Chinedu, welcome home, ‘broda’

Maybe, just maybe, we, Kenyans, were ‘born yesterday’. We pride ourselves on being wajanja, but Nigerians have always beaten us — hands down — at it.

Some time back, Nigerians assembled a bunch of relatively old chaps who did not need ‘an extreme makeover’ or plastic surgery of any sort to masquerade as an under-17 soccer team. All they did was fake their birth certificates and shave their beards, then they were dispatched to Nairobi to break the tender bones of our legitimate under-17 team.

They, of course, taught us soccer, hammered us, and not only went back with a win, but left our teenagers limping. Ouch!

Luckily for them, they got away scot-free, for back then, our now very vibrant and enthusiastic online-rapid-response-lynch-mob unit was nonexistent. Our lethal ‘someoneonetellnigeria…’ hash tag had not been invented. Otherwise there would have been ‘online bloodshed’, if you know what I mean. We may be nondescripts in virtually everything, but when it comes to online barbs and salvos, we take the biscuit.

As usual, we only knew that they were over-age long after they had done the damage. We launched an official complaint in vain.
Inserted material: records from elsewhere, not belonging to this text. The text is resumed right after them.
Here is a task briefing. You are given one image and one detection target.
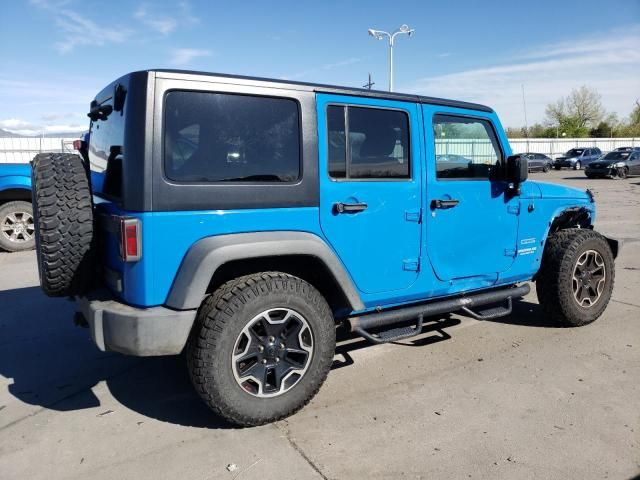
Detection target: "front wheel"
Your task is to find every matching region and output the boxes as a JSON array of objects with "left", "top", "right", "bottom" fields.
[
  {"left": 0, "top": 201, "right": 36, "bottom": 252},
  {"left": 536, "top": 228, "right": 615, "bottom": 327},
  {"left": 187, "top": 272, "right": 336, "bottom": 426}
]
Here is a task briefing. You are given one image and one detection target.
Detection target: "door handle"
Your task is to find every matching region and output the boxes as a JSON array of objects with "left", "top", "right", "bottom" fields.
[
  {"left": 333, "top": 202, "right": 368, "bottom": 213},
  {"left": 431, "top": 199, "right": 460, "bottom": 210}
]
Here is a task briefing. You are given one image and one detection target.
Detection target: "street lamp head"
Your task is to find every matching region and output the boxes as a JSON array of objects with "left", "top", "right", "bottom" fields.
[{"left": 368, "top": 28, "right": 386, "bottom": 40}]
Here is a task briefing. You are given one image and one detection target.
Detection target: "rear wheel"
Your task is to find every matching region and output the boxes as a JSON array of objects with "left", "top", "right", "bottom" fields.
[
  {"left": 187, "top": 272, "right": 335, "bottom": 426},
  {"left": 536, "top": 228, "right": 615, "bottom": 327},
  {"left": 0, "top": 201, "right": 35, "bottom": 252}
]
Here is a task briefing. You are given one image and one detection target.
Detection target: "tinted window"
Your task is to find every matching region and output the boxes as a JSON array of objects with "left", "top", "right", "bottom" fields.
[
  {"left": 602, "top": 151, "right": 630, "bottom": 160},
  {"left": 327, "top": 106, "right": 411, "bottom": 179},
  {"left": 327, "top": 105, "right": 347, "bottom": 178},
  {"left": 433, "top": 115, "right": 502, "bottom": 179},
  {"left": 164, "top": 91, "right": 300, "bottom": 182},
  {"left": 88, "top": 87, "right": 127, "bottom": 200}
]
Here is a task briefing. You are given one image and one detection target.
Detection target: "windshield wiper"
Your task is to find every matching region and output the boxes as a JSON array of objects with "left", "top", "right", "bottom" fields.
[{"left": 218, "top": 175, "right": 282, "bottom": 182}]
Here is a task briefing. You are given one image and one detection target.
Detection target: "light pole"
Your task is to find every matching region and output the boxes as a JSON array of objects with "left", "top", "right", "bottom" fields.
[{"left": 369, "top": 25, "right": 415, "bottom": 92}]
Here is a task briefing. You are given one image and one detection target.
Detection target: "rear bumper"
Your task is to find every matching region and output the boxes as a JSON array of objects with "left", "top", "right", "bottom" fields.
[
  {"left": 77, "top": 291, "right": 196, "bottom": 357},
  {"left": 553, "top": 160, "right": 576, "bottom": 168}
]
At this point, I beg to pause and allow all the Naija brodas in Kenya reading this to laugh. But our misery with Nigerians did not end there.
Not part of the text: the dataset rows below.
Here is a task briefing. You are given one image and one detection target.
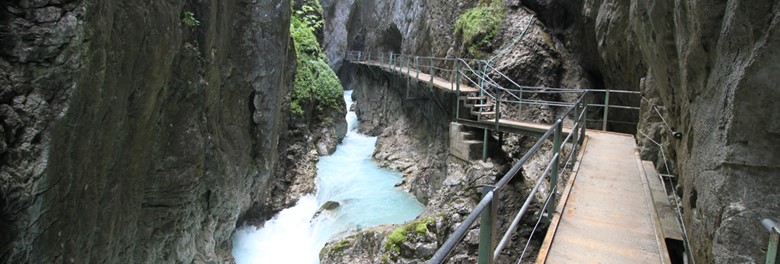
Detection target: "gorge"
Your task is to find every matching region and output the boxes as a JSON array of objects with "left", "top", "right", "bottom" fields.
[{"left": 0, "top": 0, "right": 780, "bottom": 263}]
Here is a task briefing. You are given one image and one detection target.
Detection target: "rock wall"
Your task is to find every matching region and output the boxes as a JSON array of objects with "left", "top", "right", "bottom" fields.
[
  {"left": 321, "top": 0, "right": 478, "bottom": 71},
  {"left": 349, "top": 65, "right": 455, "bottom": 204},
  {"left": 0, "top": 0, "right": 295, "bottom": 263},
  {"left": 528, "top": 0, "right": 780, "bottom": 263}
]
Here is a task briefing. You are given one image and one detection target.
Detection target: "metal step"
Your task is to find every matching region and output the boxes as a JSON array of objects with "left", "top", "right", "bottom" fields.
[{"left": 471, "top": 111, "right": 496, "bottom": 116}]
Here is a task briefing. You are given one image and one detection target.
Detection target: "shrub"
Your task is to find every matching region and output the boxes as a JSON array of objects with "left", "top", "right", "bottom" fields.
[
  {"left": 181, "top": 11, "right": 200, "bottom": 27},
  {"left": 455, "top": 0, "right": 506, "bottom": 55},
  {"left": 290, "top": 0, "right": 343, "bottom": 116}
]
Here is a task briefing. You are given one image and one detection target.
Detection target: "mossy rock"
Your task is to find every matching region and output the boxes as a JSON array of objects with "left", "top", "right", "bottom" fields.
[{"left": 318, "top": 201, "right": 341, "bottom": 211}]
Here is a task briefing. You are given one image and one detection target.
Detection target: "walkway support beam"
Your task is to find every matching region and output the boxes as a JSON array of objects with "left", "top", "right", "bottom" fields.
[{"left": 601, "top": 89, "right": 609, "bottom": 131}]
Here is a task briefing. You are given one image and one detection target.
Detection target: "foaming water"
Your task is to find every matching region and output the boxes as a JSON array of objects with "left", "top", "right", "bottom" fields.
[{"left": 233, "top": 91, "right": 424, "bottom": 264}]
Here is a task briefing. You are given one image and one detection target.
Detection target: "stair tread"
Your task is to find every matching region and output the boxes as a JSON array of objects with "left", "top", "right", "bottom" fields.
[{"left": 460, "top": 96, "right": 487, "bottom": 100}]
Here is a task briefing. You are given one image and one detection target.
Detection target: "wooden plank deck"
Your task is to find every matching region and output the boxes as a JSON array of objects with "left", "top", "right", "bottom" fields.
[{"left": 537, "top": 130, "right": 668, "bottom": 263}]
You see, in developed countries, the moment a crook realises that the authorities are suspecting him of being involved in illegal enterprises, say drugs, and that he risks being deported, the fellow shivers like a reed, wets his pants and even goes into hiding. Not in Kenya. When a rogue expatriate is suspected of any wrong doing, he calls a press conference, gets really excited, and becomes an overnight celebrity, with groupies to boot.

If you remember, not long ago, President Uhuru Kenyatta read drug dealers and related scoundrels the Riot Act and told them Kenya is a no-go zone for miscreants! Within a few hours, three Nigerians, among them Anthony Chinedu, were deported. Interestingly, in a strange turn of events, immediately upon disembarking, Chinedu ‘Snowdened’ (a technical parlance for being held hostage at an air port for weeks!) the crew and other government officials and demanded ‘ransom’ (full payment for his investments). Never mind that public coffers were raided to offset the accumilated bill — running into millions, for the grounded chartered plane.

Four weeks down the line, we are told Chinedu cheated his way back into Kenya. So, the new director of the  Immigration Department, Jane Waikenda, was kidding us after all, when she promised to fix our porous borders? Are we waiting for narcotic drugs to completely ruin our young people and only ‘launch investigations’ long after the culprits have left?

Now that he is back and Mr President said ‘we’ had solid evidence that ‘those people’ were dealing in illegal activities, isn’t this a window of opportunity to arrest him, torture him (oh yes, our mboys do that all the time) to name his accomplices and toss his sorry behind in jail?

I know the Inspector General of Police, David Kimaiyo, will say “Police have launched investigations.” But, as Ted Malanda writes, so much for orders, directives and, in this case, investigations.